If prepaid cardholders received a 2018 or 2019 federal tax refund on their cards, they should be all set. If not, they can find their routing and account numbers by logging in to their prepaid card account online or calling the customer service number on the back of their card. Next, cardholders should enter the routing and account numbers into the IRS’ Get My Payment tool.
If you’re unbanked or underbanked and you want to take advantage of this but don’t already have a prepaid card, it’s not too late. According to Cleary, you can sign up online and get instant access to the routing and account numbers, and the physical card should land in your mailbox within a few days.

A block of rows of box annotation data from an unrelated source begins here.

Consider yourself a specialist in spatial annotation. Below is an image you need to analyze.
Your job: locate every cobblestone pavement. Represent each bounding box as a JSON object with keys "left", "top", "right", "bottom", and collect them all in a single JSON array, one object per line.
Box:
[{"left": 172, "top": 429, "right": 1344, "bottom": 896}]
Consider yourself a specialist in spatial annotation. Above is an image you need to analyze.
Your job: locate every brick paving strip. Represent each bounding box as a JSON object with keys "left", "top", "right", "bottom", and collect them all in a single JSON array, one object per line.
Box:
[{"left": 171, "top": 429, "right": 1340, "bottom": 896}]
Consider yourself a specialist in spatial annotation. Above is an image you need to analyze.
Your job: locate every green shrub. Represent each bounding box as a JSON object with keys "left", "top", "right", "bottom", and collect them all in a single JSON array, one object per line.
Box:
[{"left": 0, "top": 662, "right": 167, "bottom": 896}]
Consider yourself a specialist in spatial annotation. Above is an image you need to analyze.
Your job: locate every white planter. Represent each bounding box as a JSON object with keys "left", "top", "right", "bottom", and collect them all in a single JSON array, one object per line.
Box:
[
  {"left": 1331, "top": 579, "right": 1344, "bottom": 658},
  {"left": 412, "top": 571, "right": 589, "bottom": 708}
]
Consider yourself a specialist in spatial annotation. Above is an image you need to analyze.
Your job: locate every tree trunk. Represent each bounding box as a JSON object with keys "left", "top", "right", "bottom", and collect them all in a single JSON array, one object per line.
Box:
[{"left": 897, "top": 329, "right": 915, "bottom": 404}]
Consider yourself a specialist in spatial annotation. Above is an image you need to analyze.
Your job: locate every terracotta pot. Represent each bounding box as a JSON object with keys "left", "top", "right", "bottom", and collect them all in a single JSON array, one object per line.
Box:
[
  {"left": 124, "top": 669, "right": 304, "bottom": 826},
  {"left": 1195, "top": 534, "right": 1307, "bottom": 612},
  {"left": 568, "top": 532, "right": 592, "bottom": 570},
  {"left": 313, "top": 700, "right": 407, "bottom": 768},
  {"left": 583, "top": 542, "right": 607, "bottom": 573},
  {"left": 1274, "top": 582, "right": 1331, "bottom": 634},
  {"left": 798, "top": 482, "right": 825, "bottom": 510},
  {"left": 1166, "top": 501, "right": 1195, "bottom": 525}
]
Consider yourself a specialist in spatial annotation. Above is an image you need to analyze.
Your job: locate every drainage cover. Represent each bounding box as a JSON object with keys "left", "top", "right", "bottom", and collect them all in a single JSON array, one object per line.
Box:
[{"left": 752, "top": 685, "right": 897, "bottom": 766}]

Check the fine print before signing up for a prepaid card. Many charge a variety of fees: monthly maintenance fees, purchase fees, ATM fees and more. If you can get a no-fee bank account, that’s probably a better option, although not everyone can (or wants to) qualify.
For the unbanked and underbanked, Cleary believes prepaid cards are cheaper (and more sanitary) than check-cashing services. It’s also important to note that all of Mastercard’s prepaid cards include FDIC insurance.
Another potential benefit: While the CARES Act only explicitly authorized the seizure of stimulus funds for overdue child support, some banks are garnishing these payments to offset past debts or overdraft fees, The New York Times reports. Some people would, therefore, rather not receive their stimulus funds through their bank.
One more tidbit about Mastercard, stimulus payments and prepaid cards: The card network is partnering with the City of Los Angeles to distribute payments ranging from $700 to $1,500. These are for low-income households impacted by the COVID-19 pandemic. The program has received very high demand, according to the Los Angeles Daily News.
My stimulus payment experience
I’m hoping to receive my stimulus payment in my bank account. So far, I haven’t had any luck. After visiting the IRS’ Get My Payment link and entering my Social Security number, birth date, street address and ZIP code as instructed, I got this error message:
Payment Status Not Available
According to information that we have on file, we cannot determine your eligibility for a payment at this time.
Other snags are being reported by people who filed their taxes using tax preparation software and those who either received the wrong payment amount or didn’t get $500 for each of their dependent children. The Washington Post notes that people are also getting locked out of the IRS website while trying to enter their direct deposit information.
Following several reader complaints, CNBC posed this scenario to an IRS spokesperson, who replied: “What happened is instead of having an error message or a message saying the system is very busy, it just says your information isn’t in here, that was the default. But that should be fixed now. Just be patient, check back later. If you filed last year’s or this year’s taxes we have your information.”
Okay, but I’m still not convinced. I’ve tried three days in a row, and all three days I’ve hit the same dead end. There’s also an important (and frustrating) distinction here because I paid my 2019 taxes with a bank account transfer, so the IRS should have my routing and account numbers. But they’re only looking at account info for refunds deposited digitally — not payments.
I suppose, like many of you, I’ll just need to be patient and keep trying. If I’m unable to enter my bank account information, I’ll have to wait for a paper check to arrive, and that could be a while.